While crew members are stuck on board, and Hanjin's former chairwoman is accused of insider trading.
South Korea’s government said cash held by Hanjin Shipping and funds pledged by its parent group should meet the costs of unloading some $14 billion in cargo stranded on vessels operated by the troubled container line.
The collapse of South Korea’s biggest shipping operator late last month has plunged the shipping industry into chaos ahead of the crucial year-end holiday shopping season as dozens of vessels and their crews wait for money needed to pay for port and handling fees.
The government said a 60 billion won ($54 million) loan pledged by Korean Air Lines, Hanjin‘s largest shareholder, and additional support promised by executives associated with the firm should cover the costs related to the offloading of all Hanjin ships.
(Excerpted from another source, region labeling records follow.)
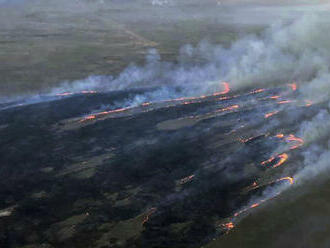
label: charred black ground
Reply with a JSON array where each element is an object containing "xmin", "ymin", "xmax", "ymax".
[{"xmin": 0, "ymin": 82, "xmax": 320, "ymax": 248}]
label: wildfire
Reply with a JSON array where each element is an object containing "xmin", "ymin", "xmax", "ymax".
[
  {"xmin": 56, "ymin": 92, "xmax": 73, "ymax": 96},
  {"xmin": 217, "ymin": 82, "xmax": 230, "ymax": 96},
  {"xmin": 275, "ymin": 133, "xmax": 304, "ymax": 150},
  {"xmin": 142, "ymin": 208, "xmax": 157, "ymax": 225},
  {"xmin": 275, "ymin": 133, "xmax": 284, "ymax": 139},
  {"xmin": 276, "ymin": 177, "xmax": 294, "ymax": 185},
  {"xmin": 221, "ymin": 222, "xmax": 235, "ymax": 233},
  {"xmin": 288, "ymin": 83, "xmax": 297, "ymax": 91},
  {"xmin": 180, "ymin": 175, "xmax": 195, "ymax": 185},
  {"xmin": 250, "ymin": 89, "xmax": 265, "ymax": 94},
  {"xmin": 265, "ymin": 111, "xmax": 279, "ymax": 119},
  {"xmin": 305, "ymin": 100, "xmax": 313, "ymax": 107},
  {"xmin": 215, "ymin": 104, "xmax": 239, "ymax": 112},
  {"xmin": 273, "ymin": 153, "xmax": 289, "ymax": 168},
  {"xmin": 277, "ymin": 100, "xmax": 293, "ymax": 104},
  {"xmin": 79, "ymin": 107, "xmax": 133, "ymax": 122}
]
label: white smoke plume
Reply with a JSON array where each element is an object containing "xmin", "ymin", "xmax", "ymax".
[{"xmin": 45, "ymin": 15, "xmax": 330, "ymax": 104}]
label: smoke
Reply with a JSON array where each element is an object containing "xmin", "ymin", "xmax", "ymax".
[{"xmin": 41, "ymin": 15, "xmax": 330, "ymax": 106}]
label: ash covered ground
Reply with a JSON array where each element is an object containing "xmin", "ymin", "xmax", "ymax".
[{"xmin": 0, "ymin": 0, "xmax": 330, "ymax": 248}]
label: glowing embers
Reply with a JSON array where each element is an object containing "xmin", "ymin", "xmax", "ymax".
[
  {"xmin": 179, "ymin": 175, "xmax": 195, "ymax": 185},
  {"xmin": 250, "ymin": 89, "xmax": 265, "ymax": 94},
  {"xmin": 142, "ymin": 208, "xmax": 157, "ymax": 225},
  {"xmin": 288, "ymin": 83, "xmax": 298, "ymax": 91},
  {"xmin": 265, "ymin": 110, "xmax": 280, "ymax": 119},
  {"xmin": 215, "ymin": 104, "xmax": 239, "ymax": 113},
  {"xmin": 260, "ymin": 153, "xmax": 289, "ymax": 168},
  {"xmin": 305, "ymin": 100, "xmax": 313, "ymax": 107},
  {"xmin": 221, "ymin": 221, "xmax": 235, "ymax": 234}
]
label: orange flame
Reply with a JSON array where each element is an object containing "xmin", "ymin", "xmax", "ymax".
[
  {"xmin": 275, "ymin": 133, "xmax": 284, "ymax": 139},
  {"xmin": 273, "ymin": 153, "xmax": 289, "ymax": 168},
  {"xmin": 250, "ymin": 89, "xmax": 265, "ymax": 94},
  {"xmin": 265, "ymin": 111, "xmax": 279, "ymax": 119},
  {"xmin": 56, "ymin": 92, "xmax": 73, "ymax": 96},
  {"xmin": 277, "ymin": 100, "xmax": 293, "ymax": 104},
  {"xmin": 221, "ymin": 222, "xmax": 235, "ymax": 233},
  {"xmin": 215, "ymin": 104, "xmax": 239, "ymax": 112},
  {"xmin": 305, "ymin": 100, "xmax": 313, "ymax": 107},
  {"xmin": 276, "ymin": 177, "xmax": 294, "ymax": 185},
  {"xmin": 261, "ymin": 153, "xmax": 289, "ymax": 168},
  {"xmin": 288, "ymin": 83, "xmax": 297, "ymax": 91},
  {"xmin": 180, "ymin": 175, "xmax": 195, "ymax": 185}
]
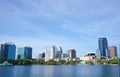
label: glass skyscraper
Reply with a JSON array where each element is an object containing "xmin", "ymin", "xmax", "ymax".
[
  {"xmin": 2, "ymin": 42, "xmax": 16, "ymax": 59},
  {"xmin": 98, "ymin": 37, "xmax": 110, "ymax": 58},
  {"xmin": 17, "ymin": 47, "xmax": 32, "ymax": 59}
]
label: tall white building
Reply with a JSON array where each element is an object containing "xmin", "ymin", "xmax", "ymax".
[{"xmin": 45, "ymin": 46, "xmax": 58, "ymax": 61}]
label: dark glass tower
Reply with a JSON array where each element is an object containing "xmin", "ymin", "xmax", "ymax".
[{"xmin": 98, "ymin": 37, "xmax": 109, "ymax": 57}]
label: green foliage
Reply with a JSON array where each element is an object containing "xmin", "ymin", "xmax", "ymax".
[
  {"xmin": 57, "ymin": 60, "xmax": 66, "ymax": 64},
  {"xmin": 0, "ymin": 58, "xmax": 120, "ymax": 65},
  {"xmin": 47, "ymin": 60, "xmax": 57, "ymax": 65}
]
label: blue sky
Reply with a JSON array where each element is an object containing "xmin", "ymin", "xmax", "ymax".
[{"xmin": 0, "ymin": 0, "xmax": 120, "ymax": 57}]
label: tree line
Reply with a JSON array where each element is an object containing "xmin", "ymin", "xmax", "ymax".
[{"xmin": 0, "ymin": 58, "xmax": 120, "ymax": 65}]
“We’ve calculated the costs that will be needed to offload the cargo, and this can be covered roughly with the funds that have been pledged,” Vice Finance Minister Choi Sang-mok told reporters on Friday.
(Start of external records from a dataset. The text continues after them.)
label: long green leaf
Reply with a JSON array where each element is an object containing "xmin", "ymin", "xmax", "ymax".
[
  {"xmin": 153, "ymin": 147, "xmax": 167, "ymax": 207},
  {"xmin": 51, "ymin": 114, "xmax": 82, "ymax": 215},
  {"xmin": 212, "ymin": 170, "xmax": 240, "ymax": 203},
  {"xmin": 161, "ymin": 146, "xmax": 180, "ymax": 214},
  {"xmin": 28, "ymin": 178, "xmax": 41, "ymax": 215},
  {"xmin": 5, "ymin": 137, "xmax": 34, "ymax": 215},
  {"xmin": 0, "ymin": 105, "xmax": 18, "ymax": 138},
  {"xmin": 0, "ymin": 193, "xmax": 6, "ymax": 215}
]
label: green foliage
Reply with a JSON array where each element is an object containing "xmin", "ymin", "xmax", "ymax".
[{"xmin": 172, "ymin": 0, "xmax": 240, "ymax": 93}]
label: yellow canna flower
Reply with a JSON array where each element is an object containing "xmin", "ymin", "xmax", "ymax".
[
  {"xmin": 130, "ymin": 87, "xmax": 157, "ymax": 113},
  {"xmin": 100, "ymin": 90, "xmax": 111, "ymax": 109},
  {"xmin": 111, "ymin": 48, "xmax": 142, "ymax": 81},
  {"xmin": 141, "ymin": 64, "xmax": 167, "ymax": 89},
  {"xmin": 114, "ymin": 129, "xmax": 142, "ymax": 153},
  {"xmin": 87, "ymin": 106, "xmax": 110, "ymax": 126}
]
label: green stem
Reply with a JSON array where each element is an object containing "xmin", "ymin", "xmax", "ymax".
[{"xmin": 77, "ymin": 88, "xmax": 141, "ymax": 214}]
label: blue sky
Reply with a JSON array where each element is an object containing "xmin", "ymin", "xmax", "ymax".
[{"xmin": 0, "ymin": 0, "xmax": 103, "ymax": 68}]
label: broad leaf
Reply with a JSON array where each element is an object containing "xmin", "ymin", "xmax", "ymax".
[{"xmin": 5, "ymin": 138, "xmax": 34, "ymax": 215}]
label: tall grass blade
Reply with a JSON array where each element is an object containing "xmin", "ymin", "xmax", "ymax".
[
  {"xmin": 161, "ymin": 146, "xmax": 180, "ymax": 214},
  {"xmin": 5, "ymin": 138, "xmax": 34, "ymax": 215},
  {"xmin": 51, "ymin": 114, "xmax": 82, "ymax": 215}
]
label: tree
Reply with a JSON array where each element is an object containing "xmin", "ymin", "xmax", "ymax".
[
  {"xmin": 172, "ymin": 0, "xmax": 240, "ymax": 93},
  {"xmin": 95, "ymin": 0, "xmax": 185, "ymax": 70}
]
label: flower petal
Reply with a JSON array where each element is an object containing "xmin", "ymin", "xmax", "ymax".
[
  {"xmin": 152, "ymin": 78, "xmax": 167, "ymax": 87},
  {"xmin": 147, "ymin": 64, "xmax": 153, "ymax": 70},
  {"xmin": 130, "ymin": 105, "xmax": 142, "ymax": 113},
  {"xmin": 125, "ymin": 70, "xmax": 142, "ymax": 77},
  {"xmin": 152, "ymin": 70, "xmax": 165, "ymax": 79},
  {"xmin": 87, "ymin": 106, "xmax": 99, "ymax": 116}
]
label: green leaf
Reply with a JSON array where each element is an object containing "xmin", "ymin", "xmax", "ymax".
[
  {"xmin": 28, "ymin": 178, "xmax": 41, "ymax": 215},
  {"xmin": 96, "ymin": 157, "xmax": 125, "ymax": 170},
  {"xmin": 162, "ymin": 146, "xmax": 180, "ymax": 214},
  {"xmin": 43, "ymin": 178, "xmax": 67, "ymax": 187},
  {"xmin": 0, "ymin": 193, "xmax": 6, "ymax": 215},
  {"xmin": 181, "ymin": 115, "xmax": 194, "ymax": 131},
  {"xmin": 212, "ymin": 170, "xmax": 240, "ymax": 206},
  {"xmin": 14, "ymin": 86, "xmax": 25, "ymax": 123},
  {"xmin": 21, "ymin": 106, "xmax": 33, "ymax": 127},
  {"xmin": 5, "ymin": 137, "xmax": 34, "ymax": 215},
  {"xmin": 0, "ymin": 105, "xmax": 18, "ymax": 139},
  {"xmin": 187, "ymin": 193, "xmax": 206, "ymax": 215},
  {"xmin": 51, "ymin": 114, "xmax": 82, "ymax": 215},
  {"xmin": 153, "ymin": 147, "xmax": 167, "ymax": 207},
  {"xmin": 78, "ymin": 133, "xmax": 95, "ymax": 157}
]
South Korea will also announce new measures to bolster the shipping industry in October, which will include advice on how other shipping companies can avoid Hanjin‘s problems in the future.
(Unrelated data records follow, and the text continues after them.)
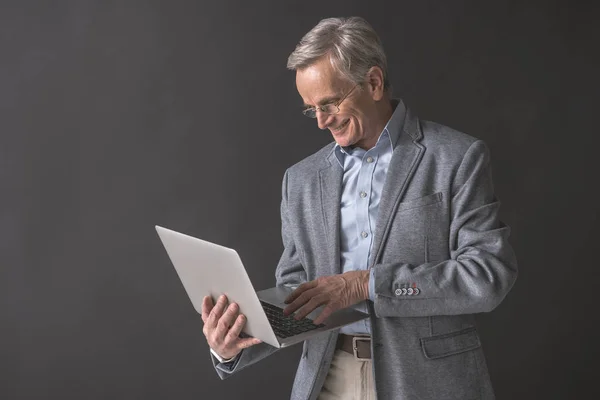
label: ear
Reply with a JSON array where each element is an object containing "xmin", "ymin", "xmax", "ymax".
[{"xmin": 367, "ymin": 66, "xmax": 384, "ymax": 101}]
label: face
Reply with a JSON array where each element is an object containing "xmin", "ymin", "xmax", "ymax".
[{"xmin": 296, "ymin": 57, "xmax": 381, "ymax": 149}]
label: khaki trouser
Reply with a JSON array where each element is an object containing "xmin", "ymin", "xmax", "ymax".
[{"xmin": 318, "ymin": 349, "xmax": 376, "ymax": 400}]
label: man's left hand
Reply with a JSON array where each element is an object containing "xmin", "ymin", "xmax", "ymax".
[{"xmin": 283, "ymin": 270, "xmax": 369, "ymax": 325}]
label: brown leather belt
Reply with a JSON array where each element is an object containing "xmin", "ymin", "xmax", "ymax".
[{"xmin": 336, "ymin": 333, "xmax": 371, "ymax": 361}]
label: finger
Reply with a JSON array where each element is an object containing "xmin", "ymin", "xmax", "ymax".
[
  {"xmin": 313, "ymin": 305, "xmax": 335, "ymax": 325},
  {"xmin": 283, "ymin": 280, "xmax": 317, "ymax": 304},
  {"xmin": 202, "ymin": 296, "xmax": 214, "ymax": 323},
  {"xmin": 237, "ymin": 338, "xmax": 262, "ymax": 350},
  {"xmin": 227, "ymin": 314, "xmax": 246, "ymax": 342},
  {"xmin": 207, "ymin": 294, "xmax": 227, "ymax": 329},
  {"xmin": 294, "ymin": 296, "xmax": 327, "ymax": 319},
  {"xmin": 216, "ymin": 303, "xmax": 239, "ymax": 338}
]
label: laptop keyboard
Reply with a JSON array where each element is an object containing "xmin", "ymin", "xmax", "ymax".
[{"xmin": 260, "ymin": 301, "xmax": 325, "ymax": 338}]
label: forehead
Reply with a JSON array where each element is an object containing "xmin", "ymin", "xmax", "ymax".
[{"xmin": 296, "ymin": 57, "xmax": 347, "ymax": 106}]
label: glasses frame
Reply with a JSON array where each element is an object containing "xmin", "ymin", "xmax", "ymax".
[{"xmin": 302, "ymin": 83, "xmax": 361, "ymax": 118}]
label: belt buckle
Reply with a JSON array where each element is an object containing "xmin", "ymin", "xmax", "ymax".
[{"xmin": 352, "ymin": 336, "xmax": 371, "ymax": 361}]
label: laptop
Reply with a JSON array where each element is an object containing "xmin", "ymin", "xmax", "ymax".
[{"xmin": 156, "ymin": 226, "xmax": 369, "ymax": 348}]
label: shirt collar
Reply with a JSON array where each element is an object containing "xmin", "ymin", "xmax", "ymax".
[{"xmin": 334, "ymin": 99, "xmax": 406, "ymax": 168}]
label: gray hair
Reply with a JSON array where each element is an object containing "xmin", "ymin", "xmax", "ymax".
[{"xmin": 287, "ymin": 17, "xmax": 391, "ymax": 90}]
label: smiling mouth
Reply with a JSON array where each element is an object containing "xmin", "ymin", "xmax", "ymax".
[{"xmin": 331, "ymin": 120, "xmax": 350, "ymax": 133}]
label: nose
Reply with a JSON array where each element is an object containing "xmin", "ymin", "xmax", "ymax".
[{"xmin": 317, "ymin": 109, "xmax": 332, "ymax": 130}]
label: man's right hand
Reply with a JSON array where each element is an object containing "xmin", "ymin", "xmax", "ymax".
[{"xmin": 202, "ymin": 294, "xmax": 262, "ymax": 360}]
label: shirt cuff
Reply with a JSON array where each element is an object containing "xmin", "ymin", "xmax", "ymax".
[
  {"xmin": 369, "ymin": 268, "xmax": 375, "ymax": 302},
  {"xmin": 210, "ymin": 348, "xmax": 239, "ymax": 364}
]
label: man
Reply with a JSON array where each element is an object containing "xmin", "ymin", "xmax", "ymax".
[{"xmin": 202, "ymin": 18, "xmax": 517, "ymax": 400}]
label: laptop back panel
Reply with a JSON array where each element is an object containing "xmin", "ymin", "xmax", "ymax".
[{"xmin": 156, "ymin": 226, "xmax": 280, "ymax": 347}]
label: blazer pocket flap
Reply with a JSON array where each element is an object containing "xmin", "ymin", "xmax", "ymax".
[
  {"xmin": 398, "ymin": 192, "xmax": 443, "ymax": 211},
  {"xmin": 421, "ymin": 327, "xmax": 481, "ymax": 359}
]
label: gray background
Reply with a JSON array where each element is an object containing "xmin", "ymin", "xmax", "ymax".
[{"xmin": 0, "ymin": 0, "xmax": 600, "ymax": 399}]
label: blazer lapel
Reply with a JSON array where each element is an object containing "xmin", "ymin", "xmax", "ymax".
[
  {"xmin": 369, "ymin": 109, "xmax": 425, "ymax": 266},
  {"xmin": 319, "ymin": 151, "xmax": 344, "ymax": 274}
]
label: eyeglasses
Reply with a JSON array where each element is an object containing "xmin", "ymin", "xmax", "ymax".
[{"xmin": 302, "ymin": 83, "xmax": 360, "ymax": 118}]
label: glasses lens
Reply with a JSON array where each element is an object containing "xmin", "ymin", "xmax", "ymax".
[
  {"xmin": 302, "ymin": 108, "xmax": 317, "ymax": 118},
  {"xmin": 321, "ymin": 104, "xmax": 340, "ymax": 114}
]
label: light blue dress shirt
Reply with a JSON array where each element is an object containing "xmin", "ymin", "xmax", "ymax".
[
  {"xmin": 210, "ymin": 100, "xmax": 406, "ymax": 369},
  {"xmin": 334, "ymin": 102, "xmax": 406, "ymax": 335}
]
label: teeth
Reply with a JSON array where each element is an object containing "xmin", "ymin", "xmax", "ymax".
[{"xmin": 334, "ymin": 120, "xmax": 350, "ymax": 132}]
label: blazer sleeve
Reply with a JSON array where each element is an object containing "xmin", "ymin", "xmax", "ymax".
[
  {"xmin": 373, "ymin": 141, "xmax": 517, "ymax": 317},
  {"xmin": 211, "ymin": 171, "xmax": 306, "ymax": 379}
]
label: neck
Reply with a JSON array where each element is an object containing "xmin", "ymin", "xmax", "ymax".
[{"xmin": 357, "ymin": 95, "xmax": 394, "ymax": 150}]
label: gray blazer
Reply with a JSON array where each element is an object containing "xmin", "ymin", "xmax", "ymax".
[{"xmin": 213, "ymin": 101, "xmax": 517, "ymax": 400}]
Ninety percent of Hanjin‘s 97 container ships should have completed offloading by the end of October, the government said. Hanjin has begun returning leased ships to their owners, and some vessels have been sold.
On Friday, the Singapore high court approved the discharge of cargo controlled by five container shipping companies on the Hanjin Rome, one of the several seized ships owned or leased by Hanjin.
The Hanjin Rome was arrested in a dispute over unpaid rental payments totaling more than $2.4 million owed to German shipowner Rickmers Holding, court documents show.
There are 24 crew members stuck on board the Hanjin Rome, 11 South Koreans and 13 Indonesians who are not allowed to use an port facilities, the ship’s captain told Reuters.
Food supplies were limited and crew members must ration carefully, Moon Kwon-do added.
“To maintain water, we distribute water once a week on Wednesday for personal use such as laundry,” he told Reuters.
South Korea’s maritime ministry said it would work with shipowners and unions to help more than 1,200 crew members stranded on vessels Hanjin is responsible for.
Video footage provided by shipping unions broadcast on South Korean television this week showed some crews fishing for food and complaining of inadequate water supplies.
The video had been “edited to exaggerate” conditions on vessels, the maritime ministry said.
“Seafarers will be very anxious and their families at home will be concerned and distressed,” said Ken Peters, Director of Justice and Public Affair at maritime welfare charity, The Mission to Seafarers.
“The Mission to Seafarers has now issued a global alert to all our 200 port welfare teams to be ready to assist Hanjin seafarers when they come into port.”
Separately, the former chairwoman of Hanjin has come under investigation for insider trading, according to the BBC.
Prosecutors are looking into whether Choi Eun Young took part in illegal activity after discovering that the former chairwoman, who left Hanjin in 2014, sold all her shares in the company just days before it filed for a debt restructuring, the news service reported.